| HN Mirror

Y	Hacker News new \| ask \| show \| jobs

by mhx77 2031 days ago

This is really cool, I'll give squashfs-tools-ng a try!

> Does the Raspbian image comparison compare XZ compression against SquashFS with Zstd?

That's correct. It's not an exhaustive matrix of comparisons.

> Also, is there any documentation on how the on-disk format for DwarFS and it's packing works which might explain the incredible size difference?

The format as of 0.2.0 is actually quite simple. It's a list of compressed data blocks, followed by a metadata block (and a schema describing the metadata block). The metadata format is implemented by and documented in in [1].

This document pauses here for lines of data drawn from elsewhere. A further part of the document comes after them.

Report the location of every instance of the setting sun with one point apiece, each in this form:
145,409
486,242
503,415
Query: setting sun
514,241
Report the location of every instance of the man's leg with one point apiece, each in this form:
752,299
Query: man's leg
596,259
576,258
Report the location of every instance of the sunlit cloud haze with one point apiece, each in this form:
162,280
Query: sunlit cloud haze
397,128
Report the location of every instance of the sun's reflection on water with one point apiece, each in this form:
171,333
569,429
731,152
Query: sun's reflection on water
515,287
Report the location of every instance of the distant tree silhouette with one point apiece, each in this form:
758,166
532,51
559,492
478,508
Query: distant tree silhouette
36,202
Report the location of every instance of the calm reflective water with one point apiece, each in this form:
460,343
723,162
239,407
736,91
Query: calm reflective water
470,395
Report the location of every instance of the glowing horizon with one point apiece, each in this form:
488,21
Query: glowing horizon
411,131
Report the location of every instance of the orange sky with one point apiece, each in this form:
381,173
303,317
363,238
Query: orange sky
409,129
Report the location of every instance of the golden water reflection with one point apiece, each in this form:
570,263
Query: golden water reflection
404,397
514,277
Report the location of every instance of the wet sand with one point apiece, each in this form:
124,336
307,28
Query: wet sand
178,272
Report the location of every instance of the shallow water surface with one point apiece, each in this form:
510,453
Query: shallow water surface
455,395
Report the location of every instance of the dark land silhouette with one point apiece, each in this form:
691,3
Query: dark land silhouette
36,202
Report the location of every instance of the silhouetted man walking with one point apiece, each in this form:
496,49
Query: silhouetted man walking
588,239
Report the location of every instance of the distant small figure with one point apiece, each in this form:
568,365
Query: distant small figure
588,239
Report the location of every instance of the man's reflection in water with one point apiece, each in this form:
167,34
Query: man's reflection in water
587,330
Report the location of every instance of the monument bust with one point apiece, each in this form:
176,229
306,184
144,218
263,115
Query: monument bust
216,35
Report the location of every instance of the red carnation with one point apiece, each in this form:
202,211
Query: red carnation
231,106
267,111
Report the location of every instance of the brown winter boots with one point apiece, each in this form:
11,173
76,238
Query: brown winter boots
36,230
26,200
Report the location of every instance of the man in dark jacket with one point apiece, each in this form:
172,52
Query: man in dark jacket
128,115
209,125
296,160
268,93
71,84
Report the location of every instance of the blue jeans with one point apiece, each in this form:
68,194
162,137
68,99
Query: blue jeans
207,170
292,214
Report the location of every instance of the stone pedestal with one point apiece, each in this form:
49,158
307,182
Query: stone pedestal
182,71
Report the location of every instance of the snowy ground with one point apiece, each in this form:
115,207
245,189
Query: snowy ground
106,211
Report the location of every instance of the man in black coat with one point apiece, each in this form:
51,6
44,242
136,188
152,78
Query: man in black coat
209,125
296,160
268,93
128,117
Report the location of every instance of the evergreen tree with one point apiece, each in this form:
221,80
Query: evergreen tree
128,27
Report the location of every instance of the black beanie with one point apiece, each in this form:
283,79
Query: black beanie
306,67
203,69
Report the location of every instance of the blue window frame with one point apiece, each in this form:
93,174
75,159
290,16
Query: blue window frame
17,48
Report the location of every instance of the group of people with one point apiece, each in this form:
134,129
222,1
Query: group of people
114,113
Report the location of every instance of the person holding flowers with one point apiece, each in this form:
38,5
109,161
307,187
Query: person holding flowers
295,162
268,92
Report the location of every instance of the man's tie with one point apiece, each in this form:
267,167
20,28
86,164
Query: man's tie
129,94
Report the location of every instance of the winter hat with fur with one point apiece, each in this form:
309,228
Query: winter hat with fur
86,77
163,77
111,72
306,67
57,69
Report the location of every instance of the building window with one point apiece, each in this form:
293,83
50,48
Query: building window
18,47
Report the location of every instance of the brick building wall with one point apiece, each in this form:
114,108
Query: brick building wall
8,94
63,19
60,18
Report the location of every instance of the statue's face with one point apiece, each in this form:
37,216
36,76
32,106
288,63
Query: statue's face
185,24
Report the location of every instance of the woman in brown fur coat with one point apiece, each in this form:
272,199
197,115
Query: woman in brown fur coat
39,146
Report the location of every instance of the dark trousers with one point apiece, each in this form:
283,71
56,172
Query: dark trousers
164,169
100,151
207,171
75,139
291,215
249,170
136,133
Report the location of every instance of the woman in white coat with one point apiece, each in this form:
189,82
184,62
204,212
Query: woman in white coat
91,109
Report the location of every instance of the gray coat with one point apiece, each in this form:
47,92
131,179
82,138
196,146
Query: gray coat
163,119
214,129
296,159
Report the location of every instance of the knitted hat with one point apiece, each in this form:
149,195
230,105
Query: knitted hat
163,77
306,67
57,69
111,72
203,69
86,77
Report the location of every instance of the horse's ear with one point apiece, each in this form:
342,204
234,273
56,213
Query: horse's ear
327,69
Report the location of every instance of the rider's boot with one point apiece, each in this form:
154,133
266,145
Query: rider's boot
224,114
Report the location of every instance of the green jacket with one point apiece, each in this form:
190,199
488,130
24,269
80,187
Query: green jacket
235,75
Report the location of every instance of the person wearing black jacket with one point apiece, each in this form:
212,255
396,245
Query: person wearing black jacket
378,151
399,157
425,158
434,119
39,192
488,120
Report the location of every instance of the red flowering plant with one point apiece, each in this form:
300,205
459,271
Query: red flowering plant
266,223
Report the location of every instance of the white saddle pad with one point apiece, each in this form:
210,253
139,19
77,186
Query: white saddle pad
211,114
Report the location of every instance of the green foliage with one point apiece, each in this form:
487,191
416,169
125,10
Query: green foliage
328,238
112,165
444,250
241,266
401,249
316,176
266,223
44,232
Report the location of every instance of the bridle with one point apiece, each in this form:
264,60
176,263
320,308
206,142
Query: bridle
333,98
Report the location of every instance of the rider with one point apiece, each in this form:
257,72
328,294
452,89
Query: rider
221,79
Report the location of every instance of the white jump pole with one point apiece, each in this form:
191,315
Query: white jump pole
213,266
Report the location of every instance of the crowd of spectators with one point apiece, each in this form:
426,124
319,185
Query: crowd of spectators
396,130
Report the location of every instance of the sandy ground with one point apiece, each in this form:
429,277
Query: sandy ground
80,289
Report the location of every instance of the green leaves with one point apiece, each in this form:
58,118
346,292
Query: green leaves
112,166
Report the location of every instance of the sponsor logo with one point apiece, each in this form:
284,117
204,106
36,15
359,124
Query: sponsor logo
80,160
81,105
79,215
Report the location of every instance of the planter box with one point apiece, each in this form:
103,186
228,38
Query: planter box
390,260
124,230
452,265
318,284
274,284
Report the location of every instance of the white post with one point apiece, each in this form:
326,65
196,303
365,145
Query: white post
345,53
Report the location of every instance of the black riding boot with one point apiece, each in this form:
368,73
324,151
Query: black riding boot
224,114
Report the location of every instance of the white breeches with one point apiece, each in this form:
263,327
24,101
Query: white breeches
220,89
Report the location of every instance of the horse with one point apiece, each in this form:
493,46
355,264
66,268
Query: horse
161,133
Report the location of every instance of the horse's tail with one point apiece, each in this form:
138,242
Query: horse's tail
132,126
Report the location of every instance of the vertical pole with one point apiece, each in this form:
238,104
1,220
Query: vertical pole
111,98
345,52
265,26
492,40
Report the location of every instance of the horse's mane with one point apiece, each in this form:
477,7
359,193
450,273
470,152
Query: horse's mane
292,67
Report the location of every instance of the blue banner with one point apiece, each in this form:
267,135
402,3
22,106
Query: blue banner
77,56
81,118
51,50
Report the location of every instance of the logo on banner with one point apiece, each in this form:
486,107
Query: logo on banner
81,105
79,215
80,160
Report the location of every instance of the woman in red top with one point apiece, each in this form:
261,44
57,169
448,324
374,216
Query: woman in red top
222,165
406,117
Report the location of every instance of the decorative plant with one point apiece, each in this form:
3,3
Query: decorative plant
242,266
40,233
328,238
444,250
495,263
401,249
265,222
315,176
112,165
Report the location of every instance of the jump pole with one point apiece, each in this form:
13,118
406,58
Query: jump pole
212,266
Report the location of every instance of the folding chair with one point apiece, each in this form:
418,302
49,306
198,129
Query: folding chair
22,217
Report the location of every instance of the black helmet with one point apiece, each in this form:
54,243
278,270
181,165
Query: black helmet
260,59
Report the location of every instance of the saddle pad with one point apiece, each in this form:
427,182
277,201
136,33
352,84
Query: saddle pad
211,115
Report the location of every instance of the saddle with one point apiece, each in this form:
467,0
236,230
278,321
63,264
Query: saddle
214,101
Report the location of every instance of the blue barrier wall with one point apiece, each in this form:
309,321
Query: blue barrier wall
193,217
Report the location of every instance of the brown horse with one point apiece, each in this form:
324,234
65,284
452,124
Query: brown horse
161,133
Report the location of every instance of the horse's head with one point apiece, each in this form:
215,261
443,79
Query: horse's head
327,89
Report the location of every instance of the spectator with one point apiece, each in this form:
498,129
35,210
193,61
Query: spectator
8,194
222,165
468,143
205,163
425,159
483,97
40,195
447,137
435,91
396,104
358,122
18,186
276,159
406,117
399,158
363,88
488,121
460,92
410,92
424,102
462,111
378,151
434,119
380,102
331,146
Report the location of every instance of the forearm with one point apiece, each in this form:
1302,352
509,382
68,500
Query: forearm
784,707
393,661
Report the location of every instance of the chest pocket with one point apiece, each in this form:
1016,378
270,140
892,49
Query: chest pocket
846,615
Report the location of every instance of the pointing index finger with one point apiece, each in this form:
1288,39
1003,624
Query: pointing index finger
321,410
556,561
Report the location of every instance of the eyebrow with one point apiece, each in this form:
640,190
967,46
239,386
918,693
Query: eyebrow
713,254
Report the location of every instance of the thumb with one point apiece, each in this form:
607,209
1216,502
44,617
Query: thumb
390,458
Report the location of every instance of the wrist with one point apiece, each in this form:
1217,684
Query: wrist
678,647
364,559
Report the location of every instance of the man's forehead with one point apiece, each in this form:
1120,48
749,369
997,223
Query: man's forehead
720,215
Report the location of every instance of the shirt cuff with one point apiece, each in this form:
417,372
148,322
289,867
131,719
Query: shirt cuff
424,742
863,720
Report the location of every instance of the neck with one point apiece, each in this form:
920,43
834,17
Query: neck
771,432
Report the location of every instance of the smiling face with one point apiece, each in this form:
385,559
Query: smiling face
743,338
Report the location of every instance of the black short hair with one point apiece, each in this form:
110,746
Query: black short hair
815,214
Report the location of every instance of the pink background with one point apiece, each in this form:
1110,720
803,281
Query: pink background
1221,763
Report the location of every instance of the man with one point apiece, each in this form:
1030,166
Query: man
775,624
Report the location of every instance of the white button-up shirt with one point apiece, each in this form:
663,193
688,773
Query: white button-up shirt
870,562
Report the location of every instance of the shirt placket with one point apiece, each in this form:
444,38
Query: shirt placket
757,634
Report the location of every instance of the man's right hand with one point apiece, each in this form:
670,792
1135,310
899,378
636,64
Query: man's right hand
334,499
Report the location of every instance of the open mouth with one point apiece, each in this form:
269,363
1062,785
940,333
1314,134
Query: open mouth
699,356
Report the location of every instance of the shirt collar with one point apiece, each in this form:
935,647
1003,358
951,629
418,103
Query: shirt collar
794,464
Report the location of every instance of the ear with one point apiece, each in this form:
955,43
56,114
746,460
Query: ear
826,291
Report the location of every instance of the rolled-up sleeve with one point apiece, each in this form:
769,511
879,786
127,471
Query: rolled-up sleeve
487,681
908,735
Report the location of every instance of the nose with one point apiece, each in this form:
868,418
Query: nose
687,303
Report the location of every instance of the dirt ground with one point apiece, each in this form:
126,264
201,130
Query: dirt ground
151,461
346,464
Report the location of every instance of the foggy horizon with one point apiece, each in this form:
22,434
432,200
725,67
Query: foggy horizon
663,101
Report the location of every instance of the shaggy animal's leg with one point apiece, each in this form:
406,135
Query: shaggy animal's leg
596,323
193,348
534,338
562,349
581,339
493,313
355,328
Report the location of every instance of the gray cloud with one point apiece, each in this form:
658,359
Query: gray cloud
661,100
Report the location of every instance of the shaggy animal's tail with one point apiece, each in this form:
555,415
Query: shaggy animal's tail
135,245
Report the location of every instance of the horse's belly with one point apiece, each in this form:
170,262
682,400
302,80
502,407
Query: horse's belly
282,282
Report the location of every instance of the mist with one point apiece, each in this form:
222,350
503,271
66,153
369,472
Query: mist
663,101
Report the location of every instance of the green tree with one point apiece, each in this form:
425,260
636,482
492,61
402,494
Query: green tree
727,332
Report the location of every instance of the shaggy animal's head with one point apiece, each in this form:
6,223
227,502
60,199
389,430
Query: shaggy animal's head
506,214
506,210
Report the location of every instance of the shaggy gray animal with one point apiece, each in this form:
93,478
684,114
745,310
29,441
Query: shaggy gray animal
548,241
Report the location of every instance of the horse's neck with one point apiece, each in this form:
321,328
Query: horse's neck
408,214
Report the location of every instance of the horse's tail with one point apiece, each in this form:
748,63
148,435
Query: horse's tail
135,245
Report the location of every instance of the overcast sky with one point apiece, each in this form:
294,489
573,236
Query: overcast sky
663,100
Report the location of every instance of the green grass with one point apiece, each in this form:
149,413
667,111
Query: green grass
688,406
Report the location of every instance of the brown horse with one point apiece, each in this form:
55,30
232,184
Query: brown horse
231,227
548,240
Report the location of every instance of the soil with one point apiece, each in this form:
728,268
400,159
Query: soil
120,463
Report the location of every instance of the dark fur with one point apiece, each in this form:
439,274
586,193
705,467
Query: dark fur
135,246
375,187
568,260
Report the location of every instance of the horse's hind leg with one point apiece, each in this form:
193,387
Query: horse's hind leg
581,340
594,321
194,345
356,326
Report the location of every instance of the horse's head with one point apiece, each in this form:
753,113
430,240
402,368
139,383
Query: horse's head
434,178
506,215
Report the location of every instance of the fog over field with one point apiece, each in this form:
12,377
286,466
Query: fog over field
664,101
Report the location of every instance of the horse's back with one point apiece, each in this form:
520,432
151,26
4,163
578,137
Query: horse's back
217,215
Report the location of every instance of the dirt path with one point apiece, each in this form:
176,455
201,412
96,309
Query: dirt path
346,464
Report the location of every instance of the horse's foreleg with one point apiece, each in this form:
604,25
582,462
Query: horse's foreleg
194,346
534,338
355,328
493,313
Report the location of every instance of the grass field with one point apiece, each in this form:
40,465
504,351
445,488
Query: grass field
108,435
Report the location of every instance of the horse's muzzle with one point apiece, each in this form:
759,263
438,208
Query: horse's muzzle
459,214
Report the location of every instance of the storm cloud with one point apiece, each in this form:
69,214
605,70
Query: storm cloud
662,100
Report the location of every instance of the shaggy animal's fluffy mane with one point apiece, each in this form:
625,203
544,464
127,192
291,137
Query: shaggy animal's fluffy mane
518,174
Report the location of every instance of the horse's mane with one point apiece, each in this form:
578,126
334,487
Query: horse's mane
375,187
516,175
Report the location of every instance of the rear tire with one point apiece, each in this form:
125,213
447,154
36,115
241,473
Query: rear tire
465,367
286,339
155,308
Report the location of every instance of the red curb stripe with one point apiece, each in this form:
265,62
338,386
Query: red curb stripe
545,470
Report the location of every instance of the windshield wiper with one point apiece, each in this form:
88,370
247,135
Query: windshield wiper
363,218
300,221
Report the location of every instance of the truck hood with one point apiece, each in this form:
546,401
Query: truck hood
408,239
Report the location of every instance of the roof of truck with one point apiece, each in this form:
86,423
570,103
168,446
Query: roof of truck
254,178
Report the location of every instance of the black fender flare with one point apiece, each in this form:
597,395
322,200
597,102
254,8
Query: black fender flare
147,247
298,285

There are probably 3 things that contribute to compression level:

1) Block size. DwarFS can use arbitrary block sizes (artificially limited to powers of two), and uses a much larger block size (16M) by default. SquasFS doesn't seem to be able to go higher than 1M.

2) Ordering files by similarity.

3) Segment deduplication. If segments of files overlap with previously seen data, these segments are referenced instead of written again. The minimum size of these segments can be configured and defaults to 2k. For my primary use case, of the 47.6 GB of input data, 28.2 GB are saved by file-level deduplication, and another 12.4 GB by this segment-level deduplication. So before the "real" compression algorithms actually kick in, there are only 7 GB of data left. As these are ordered by similarity, and stored in rather big blocks, some of the 16M blocks can actually be compressed down to less then 100k.

[1] https://github.com/mhx/dwarfs/blob/main/thrift/metadata.thri...